Objective: We measured the changes in testosterone fractions in serum of normal men over a 24-hour period, and determined whether they could be simulated on the basis of current understanding of the interactions between steroids and binding proteins in the blood.
Design: Starting from between 0830 and 0930 h, blood samples were taken every 45 minutes for 25.5 hours.
Patients: Five healthy males aged 26-45 years. All participants worked on a hospital campus and while being sampled carried out their normal activities during waking hours.
Measurements: The concentrations of testosterone (RIA) and albumin, and the percentage non-sex hormone binding globulin-bound testosterone (ammonium sulphate precipitation) and percentage free testosterone (rate dialysis), were measured on each sample. Cortisol (RIA) and sex hormone-binding globulin (SHBG) (IRMA) concentrations were measured on every second sample, and that of corticosteroid-binding globulin on two samples from each series.

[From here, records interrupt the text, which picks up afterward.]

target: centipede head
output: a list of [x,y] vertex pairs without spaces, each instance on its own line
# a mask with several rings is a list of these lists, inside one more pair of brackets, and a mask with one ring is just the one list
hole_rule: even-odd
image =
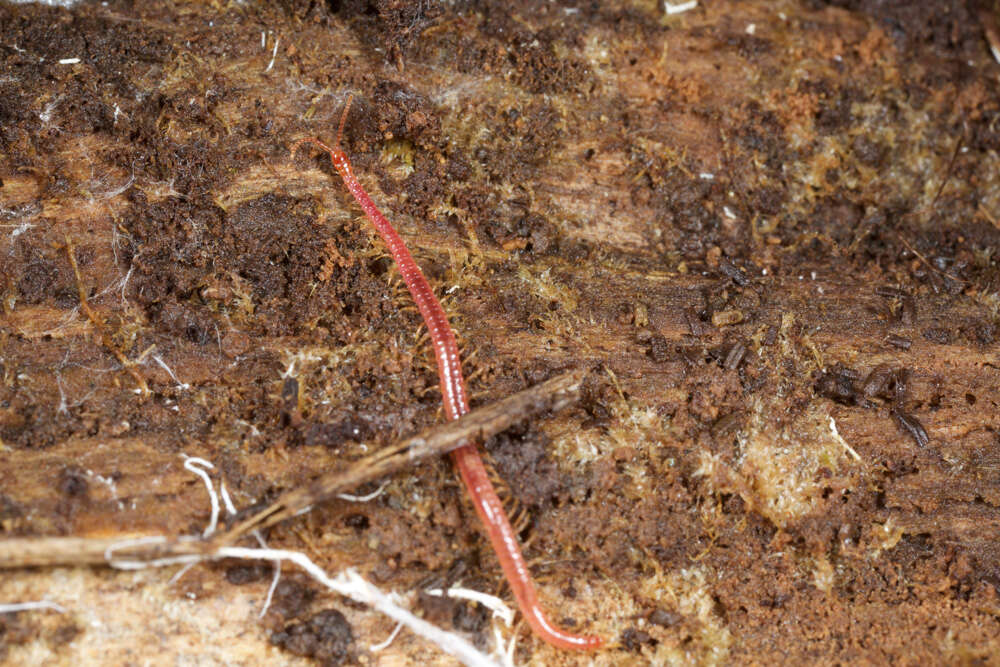
[[316,137],[303,137],[303,138],[299,139],[298,141],[296,141],[294,144],[292,144],[291,148],[288,149],[289,152],[292,154],[292,159],[293,160],[295,159],[295,153],[298,152],[298,150],[302,146],[302,144],[312,144],[312,145],[316,146],[317,148],[320,148],[320,149],[326,151],[327,153],[329,153],[330,156],[331,156],[331,158],[334,155],[334,151],[336,151],[338,153],[340,152],[340,148],[336,148],[336,149],[330,148],[329,146],[327,146],[326,144],[324,144],[322,141],[320,141]]
[[317,148],[320,148],[330,154],[330,159],[334,162],[337,161],[338,155],[343,155],[344,151],[340,147],[340,141],[344,137],[344,125],[347,123],[347,112],[351,110],[351,102],[354,100],[354,95],[347,96],[347,102],[344,103],[344,110],[340,113],[340,125],[337,127],[337,141],[333,144],[333,147],[327,146],[325,143],[317,139],[316,137],[303,137],[299,139],[294,144],[292,144],[289,152],[292,154],[292,159],[295,159],[295,153],[299,150],[302,144],[312,144]]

Results: In all participants the levels of free and non-SHBG-bound testosterone in early morning samples (near 0530 h) were significantly different from those taken before midnight (P < 0.0005). Significant circadian rhythms (P < 0.05) in the concentration of testosterone and in the level of the free fraction were detected in all participants, and in four of the five participants for the non-SHBG-bound fraction. The amplitude of the free testosterone rhythm (34 +/- 2% of basal) was greater than that for testosterone itself (24 +/- 3% of basal). The 24-hour rhythm of the non-SHBG-bound fraction was similar to the total and free fractions except for the period 0330-0900 h when the level of this fraction declined by 15-45% over 1.5-3 hours. This decline was coincident with the initial rise in the concentration of cortisol. A decline of 10.5 +/- SEM 1.0% in the concentration of albumin, and 12.0 +/- 1.1% in that of SHBG occurred when the mean ambulant and supine levels were compared; analysis indicated significant circadian rhythms in the concentrations of these proteins. Simulation was used to investigate possible causes for the circadian rhythms in free and non-SHBG-bound testosterone. Simulation results matched the measured data well in qualitative terms, but quantitatively there were differences.

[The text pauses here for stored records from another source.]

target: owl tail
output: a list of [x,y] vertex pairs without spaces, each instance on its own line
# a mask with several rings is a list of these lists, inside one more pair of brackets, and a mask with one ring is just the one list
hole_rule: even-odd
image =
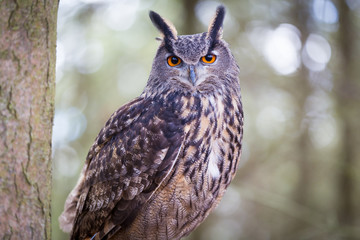
[[76,209],[82,193],[84,182],[84,173],[81,174],[76,187],[70,192],[65,201],[64,211],[59,217],[60,229],[66,233],[70,233],[76,216]]

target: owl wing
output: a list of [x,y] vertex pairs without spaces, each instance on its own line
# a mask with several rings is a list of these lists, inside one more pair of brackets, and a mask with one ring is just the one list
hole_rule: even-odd
[[161,101],[138,98],[115,112],[89,151],[71,238],[107,239],[130,224],[173,168],[182,141],[181,120]]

Conclusions: Increasing saturation of the binding proteins following rises in testosterone production, and the small but significant changes in protein concentration, probably related to postural changes, were implicated as the major factors in the rhythm amplitude. However, the early morning decline in the non-SHBG-bound fraction was not explained by these factors. The rise in cortisol concentration at this time is a probable cause. Alternatively, simulation suggests that a substance appearing in the early morning and competing with testosterone for albumin binding sites may be responsible.